The NBI fund has a 10-year average annual compounded return of 14.2% as of Oct. 31, making it a top performer in Morningstar Canada’s Canadian small-/mid-cap category during various periods. The fund has a below-average Morningstar risk rating and lower volatility than the category overall.

The NBI fund is unusual in that it concentrates on companies that are either based in Quebec or conduct a meaningful portion of their business there. Although the fund’s holdings all have a link to Quebec, many do business on a national or global scale. The bias is toward small-cap names, but the fund may hold a portion of large-caps if Lecavalier sees value; the fund’s large-cap allocation is 11% of AUM.

One of the keys to the NBI fund’s success, Lecavalier says, is identifying winners at an early stage of their development and holding the stocks as companies mature and grow. When small-caps graduate to become larger-caps and are more widely recognized, their stocks often trade at higher valuation ratios.

Lecavalier’s style is to invest gradually in companies, augmenting the stake if he likes the way management responds to challenges and growth opportunities.

Examples of multi-year holdings include Stella Jones Inc., a producer of utility poles and railway ties, and MTY Food Group Inc., a franchisor and operator of casual restaurants under such brands as Cultures, Jugo Juice, Mr. Sub and South St. Burger. (Both companies are based in St-Laurent, Que.)
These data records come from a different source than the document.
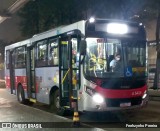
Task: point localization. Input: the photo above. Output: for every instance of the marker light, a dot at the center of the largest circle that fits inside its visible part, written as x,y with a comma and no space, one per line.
91,20
117,28
98,98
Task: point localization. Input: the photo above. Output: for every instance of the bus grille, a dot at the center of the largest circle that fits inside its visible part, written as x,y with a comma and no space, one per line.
117,102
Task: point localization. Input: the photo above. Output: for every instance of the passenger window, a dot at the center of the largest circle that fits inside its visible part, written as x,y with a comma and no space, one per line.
41,53
53,52
20,57
7,59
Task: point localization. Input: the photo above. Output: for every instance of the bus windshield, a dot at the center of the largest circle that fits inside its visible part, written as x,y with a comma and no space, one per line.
108,57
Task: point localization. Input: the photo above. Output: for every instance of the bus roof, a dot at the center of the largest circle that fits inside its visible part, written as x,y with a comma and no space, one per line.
18,44
60,30
51,33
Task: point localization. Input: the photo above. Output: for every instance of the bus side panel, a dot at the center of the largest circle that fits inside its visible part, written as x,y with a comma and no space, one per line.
46,78
20,77
7,79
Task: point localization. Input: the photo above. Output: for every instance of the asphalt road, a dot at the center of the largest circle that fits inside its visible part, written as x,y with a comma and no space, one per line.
12,111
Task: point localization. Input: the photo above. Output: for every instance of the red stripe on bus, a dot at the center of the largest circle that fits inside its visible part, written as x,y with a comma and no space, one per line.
121,93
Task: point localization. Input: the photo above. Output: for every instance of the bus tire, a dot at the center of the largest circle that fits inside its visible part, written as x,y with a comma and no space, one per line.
20,94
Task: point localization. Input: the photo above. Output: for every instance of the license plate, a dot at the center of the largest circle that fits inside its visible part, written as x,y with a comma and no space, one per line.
125,104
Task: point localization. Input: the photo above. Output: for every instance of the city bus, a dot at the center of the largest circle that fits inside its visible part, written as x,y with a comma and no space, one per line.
73,61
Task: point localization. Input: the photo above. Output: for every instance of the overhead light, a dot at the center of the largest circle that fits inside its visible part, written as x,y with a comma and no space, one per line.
91,20
117,28
98,98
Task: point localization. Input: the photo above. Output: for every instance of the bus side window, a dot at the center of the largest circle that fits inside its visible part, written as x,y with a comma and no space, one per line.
41,53
7,59
53,52
20,57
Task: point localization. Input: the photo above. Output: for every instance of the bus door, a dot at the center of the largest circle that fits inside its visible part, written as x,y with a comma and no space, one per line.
12,71
68,69
31,72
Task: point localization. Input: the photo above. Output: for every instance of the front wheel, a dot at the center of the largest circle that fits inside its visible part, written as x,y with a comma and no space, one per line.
55,104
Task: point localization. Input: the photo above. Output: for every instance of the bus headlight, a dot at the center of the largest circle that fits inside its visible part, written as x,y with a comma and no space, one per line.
144,95
98,98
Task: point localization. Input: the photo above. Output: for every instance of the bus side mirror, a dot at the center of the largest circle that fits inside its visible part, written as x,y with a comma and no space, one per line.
83,46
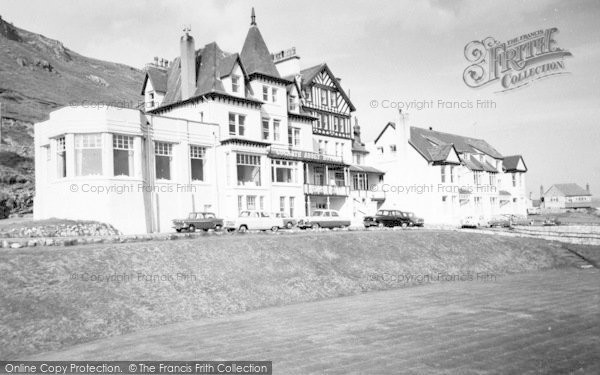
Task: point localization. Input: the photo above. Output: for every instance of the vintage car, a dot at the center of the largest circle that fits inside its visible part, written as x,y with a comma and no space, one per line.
387,218
520,220
414,221
254,220
324,219
288,222
502,221
198,220
472,222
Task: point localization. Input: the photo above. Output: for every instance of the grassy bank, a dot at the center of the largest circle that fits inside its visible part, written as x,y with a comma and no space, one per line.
56,297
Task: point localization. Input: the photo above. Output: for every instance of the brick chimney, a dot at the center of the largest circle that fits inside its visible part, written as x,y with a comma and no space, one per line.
188,65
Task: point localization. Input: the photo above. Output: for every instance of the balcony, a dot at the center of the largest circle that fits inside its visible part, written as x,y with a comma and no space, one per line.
292,154
326,190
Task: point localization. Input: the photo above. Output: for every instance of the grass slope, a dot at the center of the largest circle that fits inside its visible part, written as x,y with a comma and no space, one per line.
43,308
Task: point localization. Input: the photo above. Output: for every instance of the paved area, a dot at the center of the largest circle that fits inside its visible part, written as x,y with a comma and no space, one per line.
542,322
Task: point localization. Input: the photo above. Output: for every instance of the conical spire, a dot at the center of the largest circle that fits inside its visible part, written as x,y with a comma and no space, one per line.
255,55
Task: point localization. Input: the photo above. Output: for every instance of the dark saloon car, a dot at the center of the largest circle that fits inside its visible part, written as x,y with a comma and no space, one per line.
198,220
387,218
414,221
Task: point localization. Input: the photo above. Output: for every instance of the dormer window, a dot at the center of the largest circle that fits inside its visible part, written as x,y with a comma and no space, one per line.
235,83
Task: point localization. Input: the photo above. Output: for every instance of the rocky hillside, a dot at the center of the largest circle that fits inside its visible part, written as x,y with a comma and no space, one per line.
38,75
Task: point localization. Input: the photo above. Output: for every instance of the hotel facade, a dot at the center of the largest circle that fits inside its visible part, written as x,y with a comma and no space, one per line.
219,132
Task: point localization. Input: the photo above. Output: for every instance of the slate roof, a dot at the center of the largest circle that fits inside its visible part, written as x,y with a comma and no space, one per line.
256,56
511,163
158,78
571,190
212,64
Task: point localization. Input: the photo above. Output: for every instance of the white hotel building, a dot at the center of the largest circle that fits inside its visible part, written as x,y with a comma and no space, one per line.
220,132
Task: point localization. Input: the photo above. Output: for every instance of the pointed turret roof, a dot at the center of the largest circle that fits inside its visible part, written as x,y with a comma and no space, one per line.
255,54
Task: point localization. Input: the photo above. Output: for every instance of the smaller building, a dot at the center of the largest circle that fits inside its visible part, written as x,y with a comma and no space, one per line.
564,196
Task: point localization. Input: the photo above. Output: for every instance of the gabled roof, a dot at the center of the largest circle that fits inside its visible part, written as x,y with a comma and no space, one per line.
570,190
157,77
309,74
212,64
256,56
511,163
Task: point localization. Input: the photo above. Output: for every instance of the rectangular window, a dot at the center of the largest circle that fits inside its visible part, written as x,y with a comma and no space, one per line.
283,171
282,204
123,155
88,154
333,99
235,83
292,102
251,202
276,130
248,169
236,124
163,155
197,159
265,122
61,157
292,203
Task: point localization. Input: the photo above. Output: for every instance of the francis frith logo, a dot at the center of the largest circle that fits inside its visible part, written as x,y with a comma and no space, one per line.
515,63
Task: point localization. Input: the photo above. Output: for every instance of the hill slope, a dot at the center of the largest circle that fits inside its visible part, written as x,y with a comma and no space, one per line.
38,75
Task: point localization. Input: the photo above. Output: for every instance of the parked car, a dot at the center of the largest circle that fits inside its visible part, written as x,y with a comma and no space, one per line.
324,219
472,222
387,218
520,220
198,220
254,220
288,222
413,220
502,221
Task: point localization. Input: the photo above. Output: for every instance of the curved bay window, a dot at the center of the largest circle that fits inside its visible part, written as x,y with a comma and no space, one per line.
123,155
88,154
248,170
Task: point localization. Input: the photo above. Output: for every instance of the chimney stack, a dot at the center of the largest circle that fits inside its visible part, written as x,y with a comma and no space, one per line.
188,65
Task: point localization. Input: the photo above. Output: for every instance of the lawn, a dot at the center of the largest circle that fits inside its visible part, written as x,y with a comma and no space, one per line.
52,298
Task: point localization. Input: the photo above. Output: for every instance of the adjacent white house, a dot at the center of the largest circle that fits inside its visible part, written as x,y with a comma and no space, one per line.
220,132
445,177
564,196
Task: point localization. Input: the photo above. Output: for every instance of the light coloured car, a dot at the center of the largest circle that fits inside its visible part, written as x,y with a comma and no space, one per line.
324,219
254,220
473,222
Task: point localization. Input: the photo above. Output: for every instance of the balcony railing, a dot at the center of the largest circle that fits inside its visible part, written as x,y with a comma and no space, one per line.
331,190
290,153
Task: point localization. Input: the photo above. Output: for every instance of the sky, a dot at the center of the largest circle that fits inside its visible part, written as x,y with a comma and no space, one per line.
384,52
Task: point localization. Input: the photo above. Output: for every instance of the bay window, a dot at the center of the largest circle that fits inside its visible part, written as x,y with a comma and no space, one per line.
122,155
88,154
163,155
248,169
197,159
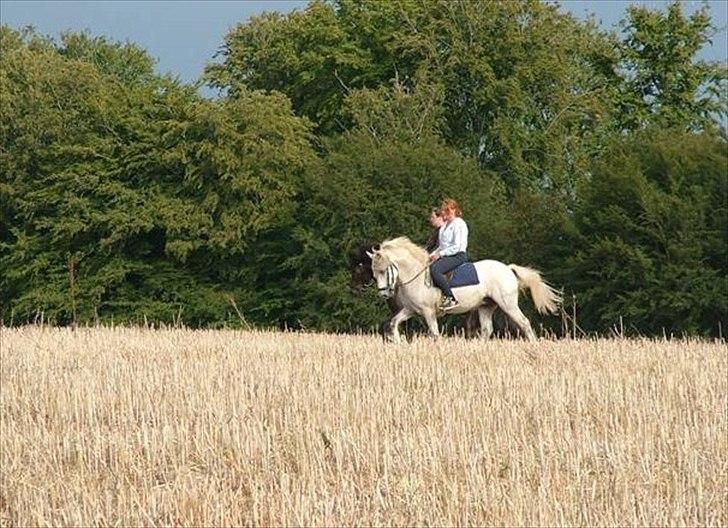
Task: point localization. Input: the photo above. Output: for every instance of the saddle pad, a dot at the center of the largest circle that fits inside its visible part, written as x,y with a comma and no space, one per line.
464,275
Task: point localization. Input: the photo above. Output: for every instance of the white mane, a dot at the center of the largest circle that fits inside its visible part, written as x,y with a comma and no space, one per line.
403,247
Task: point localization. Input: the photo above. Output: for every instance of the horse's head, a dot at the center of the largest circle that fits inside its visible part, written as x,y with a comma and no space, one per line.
385,272
360,264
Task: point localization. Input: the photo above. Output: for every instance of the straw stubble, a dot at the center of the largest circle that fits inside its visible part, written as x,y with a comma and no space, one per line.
120,426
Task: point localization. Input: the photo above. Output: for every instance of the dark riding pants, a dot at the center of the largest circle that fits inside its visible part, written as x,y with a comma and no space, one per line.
442,266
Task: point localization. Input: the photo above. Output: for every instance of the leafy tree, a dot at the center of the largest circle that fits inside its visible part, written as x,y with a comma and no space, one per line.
653,225
661,82
128,195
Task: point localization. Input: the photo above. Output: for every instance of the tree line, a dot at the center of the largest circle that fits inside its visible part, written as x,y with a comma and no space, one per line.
598,157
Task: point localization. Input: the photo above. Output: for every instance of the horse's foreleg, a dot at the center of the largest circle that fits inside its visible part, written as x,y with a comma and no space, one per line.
400,316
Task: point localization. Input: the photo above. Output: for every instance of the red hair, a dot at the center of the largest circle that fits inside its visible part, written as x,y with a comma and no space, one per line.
448,204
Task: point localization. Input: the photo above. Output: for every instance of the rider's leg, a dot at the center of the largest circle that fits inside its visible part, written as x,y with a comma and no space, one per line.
442,266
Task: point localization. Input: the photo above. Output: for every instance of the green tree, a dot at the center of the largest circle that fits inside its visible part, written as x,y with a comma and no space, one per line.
661,82
652,226
127,194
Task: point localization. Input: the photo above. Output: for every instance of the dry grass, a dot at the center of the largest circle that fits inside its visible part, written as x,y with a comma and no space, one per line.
141,427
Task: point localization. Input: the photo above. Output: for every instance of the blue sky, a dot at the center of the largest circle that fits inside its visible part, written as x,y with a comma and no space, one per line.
184,35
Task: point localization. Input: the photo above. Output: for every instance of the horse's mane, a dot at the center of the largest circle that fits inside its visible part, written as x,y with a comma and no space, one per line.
404,247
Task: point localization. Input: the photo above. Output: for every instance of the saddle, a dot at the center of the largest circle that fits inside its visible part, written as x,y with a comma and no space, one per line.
464,275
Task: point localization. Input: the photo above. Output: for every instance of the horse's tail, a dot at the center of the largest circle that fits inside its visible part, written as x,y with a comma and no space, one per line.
546,298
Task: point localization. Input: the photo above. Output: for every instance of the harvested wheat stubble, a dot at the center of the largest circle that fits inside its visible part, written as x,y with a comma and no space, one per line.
157,427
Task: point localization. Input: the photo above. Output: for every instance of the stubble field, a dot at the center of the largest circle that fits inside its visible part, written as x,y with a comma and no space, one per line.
167,427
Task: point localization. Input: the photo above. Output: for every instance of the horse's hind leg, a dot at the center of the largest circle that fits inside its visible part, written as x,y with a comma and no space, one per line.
400,316
431,319
485,314
510,306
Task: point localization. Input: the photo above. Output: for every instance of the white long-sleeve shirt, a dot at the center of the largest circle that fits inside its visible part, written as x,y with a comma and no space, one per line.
453,237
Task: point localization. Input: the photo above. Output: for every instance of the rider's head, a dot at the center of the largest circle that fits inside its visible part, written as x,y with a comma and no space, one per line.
436,218
450,209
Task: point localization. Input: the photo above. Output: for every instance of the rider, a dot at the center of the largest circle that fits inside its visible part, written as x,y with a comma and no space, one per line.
436,221
451,251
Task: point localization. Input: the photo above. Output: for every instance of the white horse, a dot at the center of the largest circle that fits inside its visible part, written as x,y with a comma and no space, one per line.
401,269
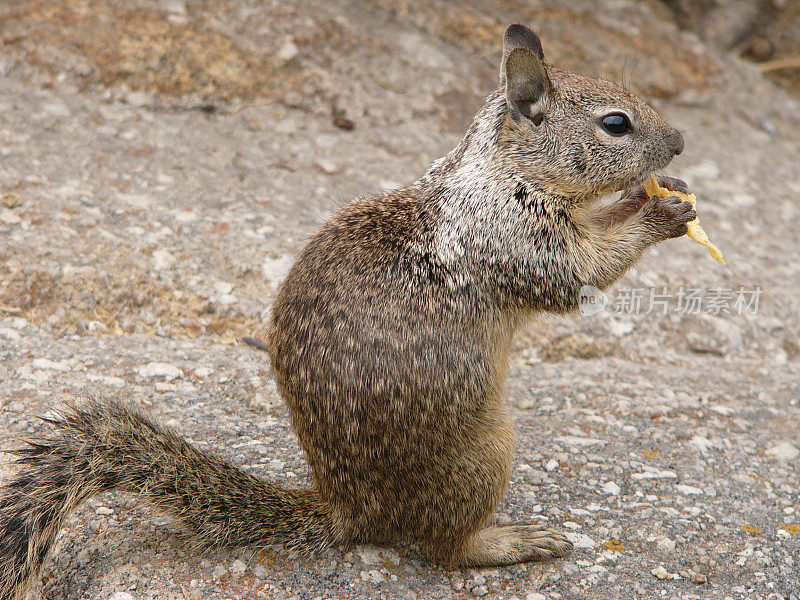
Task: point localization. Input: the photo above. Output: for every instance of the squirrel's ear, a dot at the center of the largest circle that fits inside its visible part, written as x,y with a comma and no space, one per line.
527,84
519,36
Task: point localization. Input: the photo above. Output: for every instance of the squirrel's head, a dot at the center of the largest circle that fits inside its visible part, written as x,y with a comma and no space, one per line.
577,136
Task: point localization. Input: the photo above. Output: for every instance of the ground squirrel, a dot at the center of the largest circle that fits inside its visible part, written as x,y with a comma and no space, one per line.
389,341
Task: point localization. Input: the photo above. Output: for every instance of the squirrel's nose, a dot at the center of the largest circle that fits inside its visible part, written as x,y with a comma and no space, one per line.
675,142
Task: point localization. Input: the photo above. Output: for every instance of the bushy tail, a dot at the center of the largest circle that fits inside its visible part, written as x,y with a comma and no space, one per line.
106,446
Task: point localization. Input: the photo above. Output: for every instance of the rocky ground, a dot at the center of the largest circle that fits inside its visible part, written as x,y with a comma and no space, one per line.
161,163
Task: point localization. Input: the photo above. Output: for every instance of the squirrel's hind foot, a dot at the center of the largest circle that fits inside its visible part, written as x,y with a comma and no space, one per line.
508,545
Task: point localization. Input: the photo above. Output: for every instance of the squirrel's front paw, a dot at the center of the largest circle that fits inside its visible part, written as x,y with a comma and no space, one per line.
667,217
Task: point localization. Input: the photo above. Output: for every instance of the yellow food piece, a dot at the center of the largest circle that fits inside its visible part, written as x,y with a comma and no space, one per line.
695,229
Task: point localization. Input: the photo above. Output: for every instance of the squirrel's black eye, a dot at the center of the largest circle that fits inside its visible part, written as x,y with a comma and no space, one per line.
616,124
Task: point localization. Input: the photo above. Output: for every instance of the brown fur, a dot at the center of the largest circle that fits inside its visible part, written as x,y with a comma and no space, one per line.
389,340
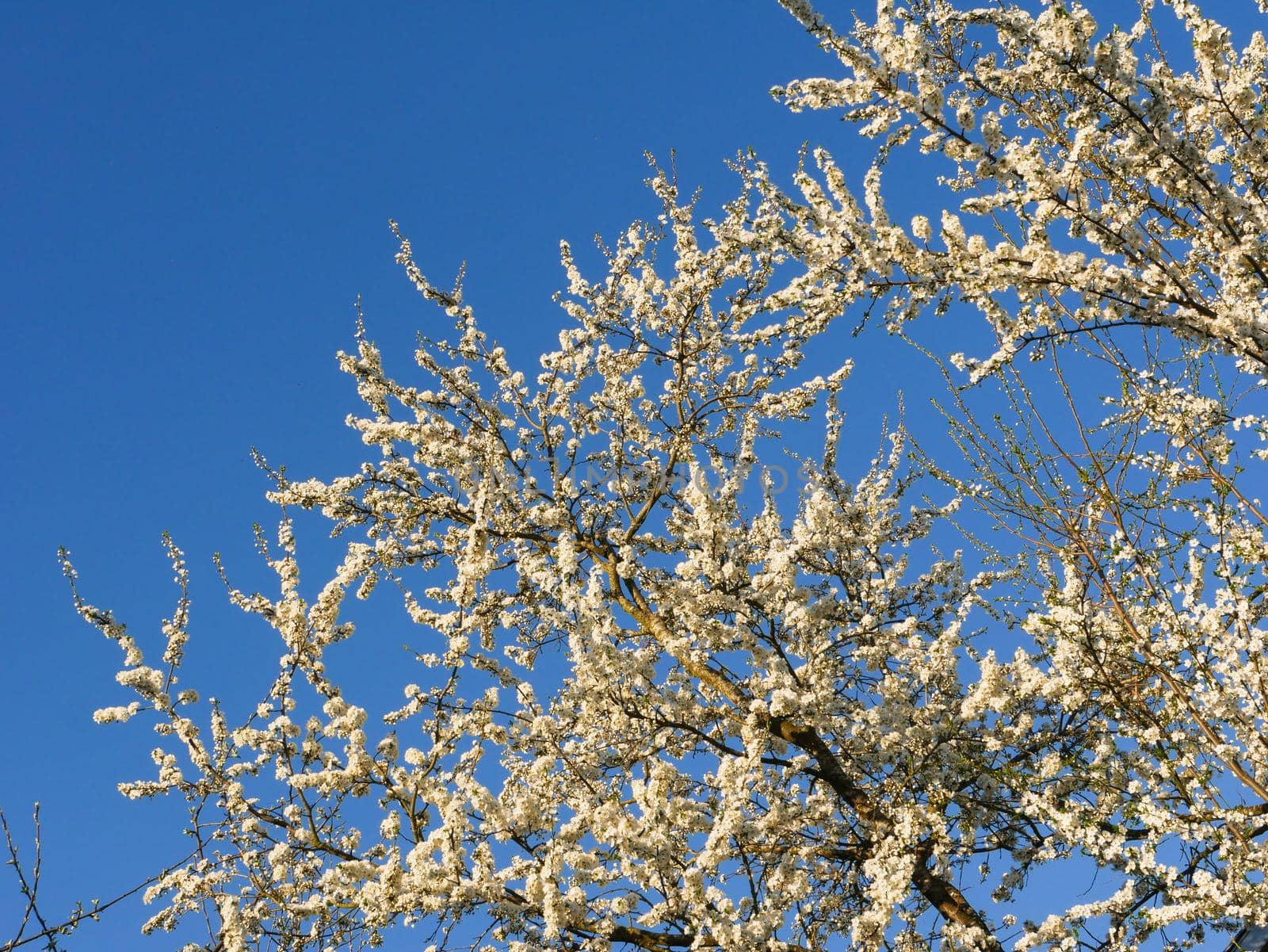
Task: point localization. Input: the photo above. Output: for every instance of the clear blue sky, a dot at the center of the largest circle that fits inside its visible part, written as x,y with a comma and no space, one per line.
193,198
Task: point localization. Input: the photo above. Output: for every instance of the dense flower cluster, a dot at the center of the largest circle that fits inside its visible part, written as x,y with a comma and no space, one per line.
659,704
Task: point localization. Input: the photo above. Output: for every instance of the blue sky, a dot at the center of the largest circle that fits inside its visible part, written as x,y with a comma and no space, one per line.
194,198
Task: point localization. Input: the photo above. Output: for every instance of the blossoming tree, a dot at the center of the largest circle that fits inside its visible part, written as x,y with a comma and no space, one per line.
659,704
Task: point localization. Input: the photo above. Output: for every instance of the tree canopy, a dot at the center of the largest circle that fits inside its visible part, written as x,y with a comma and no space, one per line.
661,702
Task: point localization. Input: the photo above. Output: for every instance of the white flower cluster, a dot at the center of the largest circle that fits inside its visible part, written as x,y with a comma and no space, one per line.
657,704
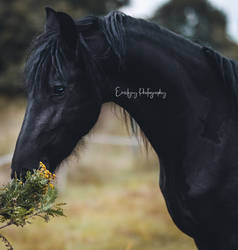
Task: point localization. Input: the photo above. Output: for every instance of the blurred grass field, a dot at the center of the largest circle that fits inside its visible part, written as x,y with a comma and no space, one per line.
112,195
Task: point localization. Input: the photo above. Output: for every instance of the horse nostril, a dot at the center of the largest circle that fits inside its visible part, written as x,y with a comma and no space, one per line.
13,174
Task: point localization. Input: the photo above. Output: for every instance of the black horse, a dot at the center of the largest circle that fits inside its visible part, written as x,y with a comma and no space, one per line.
183,97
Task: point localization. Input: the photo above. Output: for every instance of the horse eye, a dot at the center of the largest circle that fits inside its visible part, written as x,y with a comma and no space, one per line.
59,90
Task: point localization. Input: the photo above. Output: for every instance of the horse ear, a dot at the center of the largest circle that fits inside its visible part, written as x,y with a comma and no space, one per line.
52,23
62,24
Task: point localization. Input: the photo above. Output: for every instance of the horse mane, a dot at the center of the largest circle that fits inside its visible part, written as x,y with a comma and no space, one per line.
48,50
227,69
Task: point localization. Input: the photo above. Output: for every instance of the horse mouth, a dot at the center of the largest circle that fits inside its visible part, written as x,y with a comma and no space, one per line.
21,173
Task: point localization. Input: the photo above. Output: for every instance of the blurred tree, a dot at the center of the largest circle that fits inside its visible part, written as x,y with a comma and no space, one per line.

Another top holding is Longueuil, Que.-based Héroux-Devtek Inc., a firm specializing in the manufacturing, testing and repair of landing gear, actuation systems and components for the aerospace market. With international operations, the firm benefits from healthy defence sector spending globally and growing airline travel. “Héroux-Devtek is an example of a stock we bought early, and as the growth story unfolded, we increased our holding,” Lecavalier says.

Another key holding is Montreal-based WSP Global Inc., an engineering consulting firm that benefits from robust infrastructure spending around the globe. Lecavalier says WSP has a high degree of recession resistance. “We don’t see a slowdown in big infrastructure projects, as many governments continue to spend,” he says. “The company continues to grow organically and through acquisitions.”

Companies that show disappointing results or fading prospects are sold. Within the past year, the troubled Montreal-based engineering giant SNC-Lavalin Group Inc. was discarded from the NBI fund.